Trump, Çin'in ticaret fazlasına odaklanırken, ABD yönetiminin kendilerine önemli miktarda borçlu olmasından kaynaklanan kilit bir karta sahip olduklarının bilincindeki Çin, öncesinde Trump'ı ikinci bir devlet ziyaretine davet ederek muhtemelen eldeki tek kartını oynayan Birleşik Krallık'ın aksine, metanetini koruyup güvende kalabilir.

Çin, Amerikan dolarlarını doğrudan elden çıkarmasa da sertliğini başka yollarla ifade edebilir: ABD yatırımlarını yavaşlatarak, daha az yatırım yaparak ve sermayeyi başka yerlere yönlendirerek. Çin'in elindeki bir diğer güvence de üretimdeki küresel hakimiyetinin Amerika'nın finansal hizmetler ve yapay zekadaki hegemonyasıyla eşleşmesi. Dağınık ABD yaklaşımının artırdığı bölünmeden de faydalanabilirler. Avrupa, Pekin'e yaklaşmaya hazırlanma işaretlerini halihazırda gösteriyor.

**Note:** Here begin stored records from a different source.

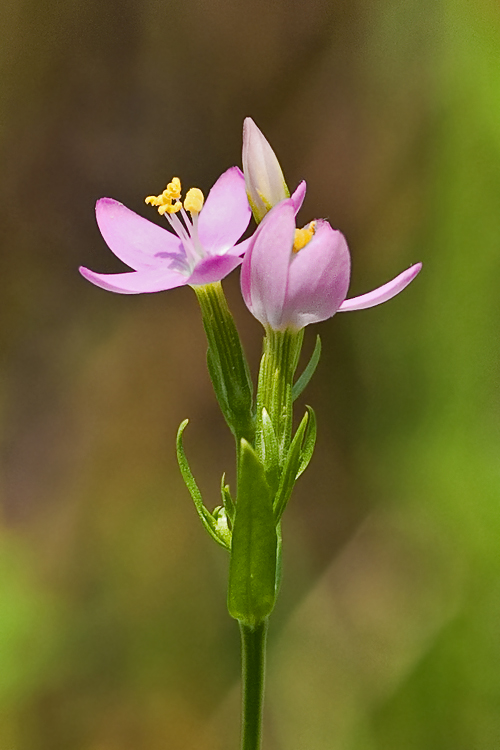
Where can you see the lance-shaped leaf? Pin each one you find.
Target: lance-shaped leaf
(309, 371)
(309, 442)
(210, 523)
(290, 469)
(270, 451)
(227, 364)
(252, 570)
(227, 500)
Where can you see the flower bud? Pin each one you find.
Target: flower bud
(264, 180)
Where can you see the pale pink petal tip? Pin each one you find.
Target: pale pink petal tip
(383, 293)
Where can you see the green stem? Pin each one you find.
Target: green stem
(226, 362)
(281, 351)
(253, 656)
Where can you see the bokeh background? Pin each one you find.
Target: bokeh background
(113, 629)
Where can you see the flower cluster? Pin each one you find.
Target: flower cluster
(290, 277)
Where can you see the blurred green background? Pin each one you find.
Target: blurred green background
(113, 629)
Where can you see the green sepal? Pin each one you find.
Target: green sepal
(252, 570)
(270, 451)
(290, 469)
(227, 500)
(309, 442)
(212, 524)
(309, 371)
(227, 364)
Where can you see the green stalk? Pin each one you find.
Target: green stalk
(281, 351)
(227, 364)
(253, 652)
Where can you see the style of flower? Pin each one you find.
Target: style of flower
(293, 277)
(201, 249)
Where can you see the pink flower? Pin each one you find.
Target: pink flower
(290, 278)
(264, 180)
(202, 250)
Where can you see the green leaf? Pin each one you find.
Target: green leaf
(270, 450)
(290, 469)
(309, 371)
(208, 521)
(252, 570)
(226, 361)
(309, 442)
(227, 500)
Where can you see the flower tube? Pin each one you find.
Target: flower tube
(293, 277)
(201, 249)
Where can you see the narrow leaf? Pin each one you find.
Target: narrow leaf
(270, 450)
(309, 371)
(227, 500)
(252, 570)
(290, 468)
(208, 521)
(309, 442)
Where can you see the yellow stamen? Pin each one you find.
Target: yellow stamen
(194, 200)
(303, 236)
(168, 202)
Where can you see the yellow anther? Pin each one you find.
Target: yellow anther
(167, 202)
(303, 236)
(174, 188)
(194, 200)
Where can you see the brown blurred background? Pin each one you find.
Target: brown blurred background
(113, 629)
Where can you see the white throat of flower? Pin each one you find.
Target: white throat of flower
(169, 205)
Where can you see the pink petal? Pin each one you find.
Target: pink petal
(318, 278)
(265, 183)
(241, 248)
(213, 268)
(264, 272)
(136, 241)
(298, 195)
(226, 213)
(136, 282)
(383, 293)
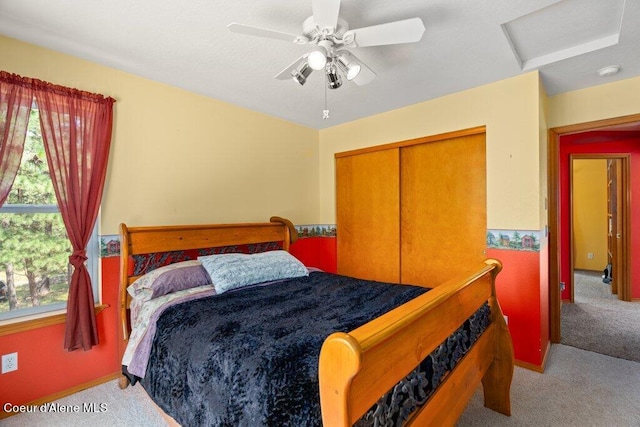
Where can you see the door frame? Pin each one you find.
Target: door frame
(624, 291)
(553, 184)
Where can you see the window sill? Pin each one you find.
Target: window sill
(13, 327)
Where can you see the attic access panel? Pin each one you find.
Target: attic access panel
(564, 30)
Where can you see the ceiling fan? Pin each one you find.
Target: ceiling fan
(330, 35)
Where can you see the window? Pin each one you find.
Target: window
(34, 247)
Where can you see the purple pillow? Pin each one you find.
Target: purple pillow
(171, 278)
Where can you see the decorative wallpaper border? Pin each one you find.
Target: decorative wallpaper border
(316, 230)
(109, 245)
(515, 240)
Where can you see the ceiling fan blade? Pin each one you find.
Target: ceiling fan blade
(286, 73)
(406, 31)
(263, 32)
(325, 13)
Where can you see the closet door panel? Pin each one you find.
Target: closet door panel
(368, 215)
(443, 208)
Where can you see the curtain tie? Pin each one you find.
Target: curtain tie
(78, 258)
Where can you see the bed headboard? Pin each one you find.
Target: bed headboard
(143, 249)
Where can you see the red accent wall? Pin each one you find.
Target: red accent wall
(522, 288)
(319, 252)
(599, 143)
(46, 368)
(523, 298)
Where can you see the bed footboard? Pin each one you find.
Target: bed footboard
(357, 368)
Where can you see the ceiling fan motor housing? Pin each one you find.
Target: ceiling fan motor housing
(311, 30)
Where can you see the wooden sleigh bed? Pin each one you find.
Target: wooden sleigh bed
(359, 366)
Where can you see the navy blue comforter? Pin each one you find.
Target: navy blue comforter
(250, 357)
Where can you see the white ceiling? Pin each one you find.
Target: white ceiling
(467, 43)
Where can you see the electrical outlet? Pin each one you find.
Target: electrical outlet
(9, 362)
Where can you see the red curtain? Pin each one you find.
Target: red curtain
(15, 107)
(76, 131)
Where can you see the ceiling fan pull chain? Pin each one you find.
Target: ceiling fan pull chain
(325, 112)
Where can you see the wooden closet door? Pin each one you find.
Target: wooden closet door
(443, 208)
(368, 215)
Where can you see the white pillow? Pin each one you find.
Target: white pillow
(235, 270)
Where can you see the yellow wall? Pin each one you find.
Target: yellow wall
(589, 219)
(605, 101)
(516, 167)
(178, 157)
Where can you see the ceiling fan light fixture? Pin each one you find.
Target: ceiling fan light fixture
(317, 58)
(301, 73)
(347, 66)
(333, 78)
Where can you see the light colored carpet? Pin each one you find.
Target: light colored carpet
(579, 388)
(598, 321)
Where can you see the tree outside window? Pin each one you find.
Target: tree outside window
(34, 247)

Her iki süpergücün de canı yanacaktır, bunu yapmayacak kadar birbirlerine bağımlılar. Ancak ABD'nin yüksekten atmasını da bir zafer olasılığı gibi yorumlamak da bir hata olabilir. Bir uzlaşma sağlamak zorundalar. Bunun her iki lidere de itibar kaybettirmeden başarılması kritik önemde.

Trump ne söylerse söylesin ve Şi de ne söylemezse söylemesin, rekabetlerinin nereye varacağı neredeyse kesin.